Raisin Bombers () was the colloquial name given by Berliners to the Western Allied (American and British) transport aircraft which brought in supplies by airlift to West Berlin during the Soviet Berlin Blockade in 1948/1949.  In American English they were called Candy Bombers.

History

The name came from the fact that some pilots started voluntarily to throw sweets and candy (and, presumably, also raisins) on little tinkered parachutes out of the window to children lined up on the edges of the West Berlin airfields watching the planes. These actions were first attributed to American pilot Gail Halvorsen, nicknamed "Uncle Wiggly Wings", who began to drop chocolate bars he had attached handkerchiefs to while approaching Tempelhof Airport. Upon comprehensive coverage in the media, drops were ordered expanded by Lt. General William H. Tunner as "Operation Little Vittles".

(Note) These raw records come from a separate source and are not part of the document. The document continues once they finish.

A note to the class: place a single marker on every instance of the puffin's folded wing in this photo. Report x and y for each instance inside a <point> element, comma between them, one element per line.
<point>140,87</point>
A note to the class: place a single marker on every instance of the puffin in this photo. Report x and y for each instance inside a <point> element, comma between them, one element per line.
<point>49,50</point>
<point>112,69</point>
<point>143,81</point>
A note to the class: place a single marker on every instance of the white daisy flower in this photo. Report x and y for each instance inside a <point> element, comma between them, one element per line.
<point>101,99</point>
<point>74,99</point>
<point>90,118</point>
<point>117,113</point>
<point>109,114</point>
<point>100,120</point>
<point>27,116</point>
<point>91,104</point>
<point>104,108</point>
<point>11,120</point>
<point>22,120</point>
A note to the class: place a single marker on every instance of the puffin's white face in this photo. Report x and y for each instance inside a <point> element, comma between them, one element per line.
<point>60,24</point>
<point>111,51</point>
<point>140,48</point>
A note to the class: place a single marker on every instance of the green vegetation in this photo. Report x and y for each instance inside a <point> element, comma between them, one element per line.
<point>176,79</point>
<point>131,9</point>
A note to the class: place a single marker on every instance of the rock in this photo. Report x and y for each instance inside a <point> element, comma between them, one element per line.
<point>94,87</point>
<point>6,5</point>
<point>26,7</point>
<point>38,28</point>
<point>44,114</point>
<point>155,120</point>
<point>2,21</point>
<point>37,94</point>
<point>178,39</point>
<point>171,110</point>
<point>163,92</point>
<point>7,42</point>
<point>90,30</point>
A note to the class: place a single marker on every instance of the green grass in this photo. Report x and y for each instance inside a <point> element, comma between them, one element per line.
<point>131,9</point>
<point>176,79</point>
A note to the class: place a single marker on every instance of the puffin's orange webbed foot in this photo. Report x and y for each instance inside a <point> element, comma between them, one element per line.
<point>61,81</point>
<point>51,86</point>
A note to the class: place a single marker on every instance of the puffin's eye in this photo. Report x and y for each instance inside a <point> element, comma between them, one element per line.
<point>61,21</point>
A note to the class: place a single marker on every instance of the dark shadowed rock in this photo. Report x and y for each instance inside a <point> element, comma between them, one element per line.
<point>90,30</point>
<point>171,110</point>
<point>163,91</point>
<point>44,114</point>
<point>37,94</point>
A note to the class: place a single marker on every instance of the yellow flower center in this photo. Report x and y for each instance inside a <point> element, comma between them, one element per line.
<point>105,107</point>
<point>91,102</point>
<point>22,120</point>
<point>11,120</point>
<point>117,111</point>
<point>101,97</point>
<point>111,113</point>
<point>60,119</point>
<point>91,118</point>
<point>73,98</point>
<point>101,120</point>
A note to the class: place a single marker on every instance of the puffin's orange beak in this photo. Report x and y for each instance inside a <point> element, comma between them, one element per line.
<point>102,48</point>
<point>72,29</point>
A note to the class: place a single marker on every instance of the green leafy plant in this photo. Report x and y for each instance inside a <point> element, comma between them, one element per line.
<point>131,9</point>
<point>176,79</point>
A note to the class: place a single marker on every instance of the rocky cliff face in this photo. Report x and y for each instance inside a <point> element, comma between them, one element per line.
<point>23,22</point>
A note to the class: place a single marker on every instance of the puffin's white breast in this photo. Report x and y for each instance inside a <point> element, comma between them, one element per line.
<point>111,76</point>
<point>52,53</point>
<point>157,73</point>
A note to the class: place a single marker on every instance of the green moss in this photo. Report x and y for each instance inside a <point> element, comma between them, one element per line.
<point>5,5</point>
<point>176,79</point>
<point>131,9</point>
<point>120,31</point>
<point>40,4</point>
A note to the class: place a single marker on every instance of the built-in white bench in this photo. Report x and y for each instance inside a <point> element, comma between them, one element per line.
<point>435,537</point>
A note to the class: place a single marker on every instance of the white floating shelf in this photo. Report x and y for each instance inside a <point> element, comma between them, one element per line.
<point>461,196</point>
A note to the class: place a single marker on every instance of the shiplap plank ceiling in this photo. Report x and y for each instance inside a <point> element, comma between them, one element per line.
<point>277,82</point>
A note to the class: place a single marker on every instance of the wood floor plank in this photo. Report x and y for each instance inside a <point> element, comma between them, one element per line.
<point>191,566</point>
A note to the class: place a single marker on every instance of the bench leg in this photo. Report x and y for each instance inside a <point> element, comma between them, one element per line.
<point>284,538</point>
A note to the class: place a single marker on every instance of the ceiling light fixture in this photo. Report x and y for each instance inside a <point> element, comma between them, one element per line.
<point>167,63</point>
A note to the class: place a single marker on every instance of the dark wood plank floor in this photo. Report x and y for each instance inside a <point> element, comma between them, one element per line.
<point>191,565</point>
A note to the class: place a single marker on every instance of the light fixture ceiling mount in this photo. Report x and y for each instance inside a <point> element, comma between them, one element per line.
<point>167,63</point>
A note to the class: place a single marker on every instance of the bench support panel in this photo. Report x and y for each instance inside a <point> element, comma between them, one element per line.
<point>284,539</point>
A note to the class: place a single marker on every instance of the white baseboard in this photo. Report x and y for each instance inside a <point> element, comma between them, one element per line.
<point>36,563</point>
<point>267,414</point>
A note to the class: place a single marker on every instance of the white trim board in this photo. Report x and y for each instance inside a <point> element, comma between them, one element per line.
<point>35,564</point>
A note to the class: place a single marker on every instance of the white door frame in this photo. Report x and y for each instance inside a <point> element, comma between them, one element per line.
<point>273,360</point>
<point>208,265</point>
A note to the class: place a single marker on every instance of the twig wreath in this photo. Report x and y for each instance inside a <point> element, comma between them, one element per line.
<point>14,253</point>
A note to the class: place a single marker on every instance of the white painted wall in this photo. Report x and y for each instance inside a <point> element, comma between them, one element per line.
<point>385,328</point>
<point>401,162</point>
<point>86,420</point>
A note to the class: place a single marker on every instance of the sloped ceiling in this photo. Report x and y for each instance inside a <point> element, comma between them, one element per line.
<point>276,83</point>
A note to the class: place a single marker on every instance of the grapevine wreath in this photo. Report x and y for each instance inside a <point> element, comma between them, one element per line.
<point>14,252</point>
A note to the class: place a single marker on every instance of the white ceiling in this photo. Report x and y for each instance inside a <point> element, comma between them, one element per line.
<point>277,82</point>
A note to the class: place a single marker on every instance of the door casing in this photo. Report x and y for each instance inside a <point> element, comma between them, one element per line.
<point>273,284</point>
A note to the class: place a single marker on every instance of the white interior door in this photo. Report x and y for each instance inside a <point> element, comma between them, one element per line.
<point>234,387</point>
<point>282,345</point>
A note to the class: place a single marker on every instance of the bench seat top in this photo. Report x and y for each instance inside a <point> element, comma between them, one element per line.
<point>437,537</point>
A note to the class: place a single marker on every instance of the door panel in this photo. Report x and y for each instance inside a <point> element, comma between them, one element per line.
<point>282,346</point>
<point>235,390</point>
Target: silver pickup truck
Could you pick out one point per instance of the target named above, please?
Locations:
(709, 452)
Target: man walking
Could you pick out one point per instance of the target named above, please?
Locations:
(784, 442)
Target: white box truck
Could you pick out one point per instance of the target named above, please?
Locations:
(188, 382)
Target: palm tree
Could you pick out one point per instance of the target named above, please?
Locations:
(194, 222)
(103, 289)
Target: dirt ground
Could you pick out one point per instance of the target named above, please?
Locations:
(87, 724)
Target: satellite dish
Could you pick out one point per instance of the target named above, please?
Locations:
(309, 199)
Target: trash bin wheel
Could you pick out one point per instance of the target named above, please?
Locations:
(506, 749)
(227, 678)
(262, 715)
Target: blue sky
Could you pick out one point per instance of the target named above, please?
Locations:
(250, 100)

As this gesture became well known, it enjoyed considerable support with the US public. Halvorsen and his comrades received large support in form of more and more donations of candy from the confectionery industry while civilian volunteers made the parachutes for the delivery. These actions contributed to the development of post war German-American relations.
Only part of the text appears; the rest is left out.